When to reach for it
- You have a working legacy in production and a big-bang rewrite has been correctly identified as suicide
- The legacy has a seam — HTTP boundary, job queue, database view — where traffic can be intercepted and routed
- The migration will run for months or years and needs to keep delivering business value the whole time
- You can split along bounded contexts where each slice is migratable independently
- Leadership understands this isn't a six-month project and won't pull the plug at the 70% mark
What it actually costs
Two systems in production for the entire window. Two deploys, two on-call rotations, two ways to query the same data, two places to add this morning's urgent fix. The router (proxy, gateway, feature flag) is the most critical part of the architecture and is rarely treated as such. Data consistency between old and new is its own subproject — dual writes, CDC, reconciliation. And the last 10% — niche features, the quarterly batch nobody understands — takes longer than the first 90%.

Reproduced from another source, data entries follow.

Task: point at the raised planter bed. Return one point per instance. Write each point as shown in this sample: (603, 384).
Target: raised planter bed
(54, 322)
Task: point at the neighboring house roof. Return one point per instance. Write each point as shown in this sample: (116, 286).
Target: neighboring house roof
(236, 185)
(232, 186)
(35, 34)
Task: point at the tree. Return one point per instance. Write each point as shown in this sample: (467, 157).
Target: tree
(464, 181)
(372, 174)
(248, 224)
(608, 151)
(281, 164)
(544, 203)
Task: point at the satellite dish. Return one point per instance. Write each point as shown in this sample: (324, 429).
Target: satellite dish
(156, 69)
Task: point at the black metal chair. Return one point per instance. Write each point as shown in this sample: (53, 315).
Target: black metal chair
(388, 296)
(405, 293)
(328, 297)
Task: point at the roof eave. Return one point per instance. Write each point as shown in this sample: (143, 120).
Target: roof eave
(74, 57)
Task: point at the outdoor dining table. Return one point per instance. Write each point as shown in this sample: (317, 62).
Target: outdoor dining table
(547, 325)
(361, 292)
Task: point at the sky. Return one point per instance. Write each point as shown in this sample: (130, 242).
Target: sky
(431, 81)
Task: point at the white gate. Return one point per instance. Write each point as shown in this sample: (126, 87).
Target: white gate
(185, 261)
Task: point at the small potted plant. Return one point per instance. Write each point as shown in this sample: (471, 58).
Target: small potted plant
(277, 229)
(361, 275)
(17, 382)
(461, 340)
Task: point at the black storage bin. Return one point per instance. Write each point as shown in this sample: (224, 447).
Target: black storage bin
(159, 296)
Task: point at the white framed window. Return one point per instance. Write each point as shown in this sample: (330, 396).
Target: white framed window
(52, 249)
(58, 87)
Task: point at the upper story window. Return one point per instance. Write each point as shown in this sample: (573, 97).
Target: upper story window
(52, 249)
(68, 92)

The failure mode nobody mentions
Strangler that never strangles. Three years in, the new system handles 80% of traffic, the legacy handles the gnarly 20% nobody wants to touch, and the team has moved to greenfield work. The router becomes permanent infrastructure, the dual-system tax becomes a line item nobody questions. Set a date and a budget for the final cutover before you start, and treat the last mile as a real project.
When not to use it
The legacy is small enough to rewrite in a month, or already off — strangler is a long, expensive game, only worth it when a clean rewrite isn't an option.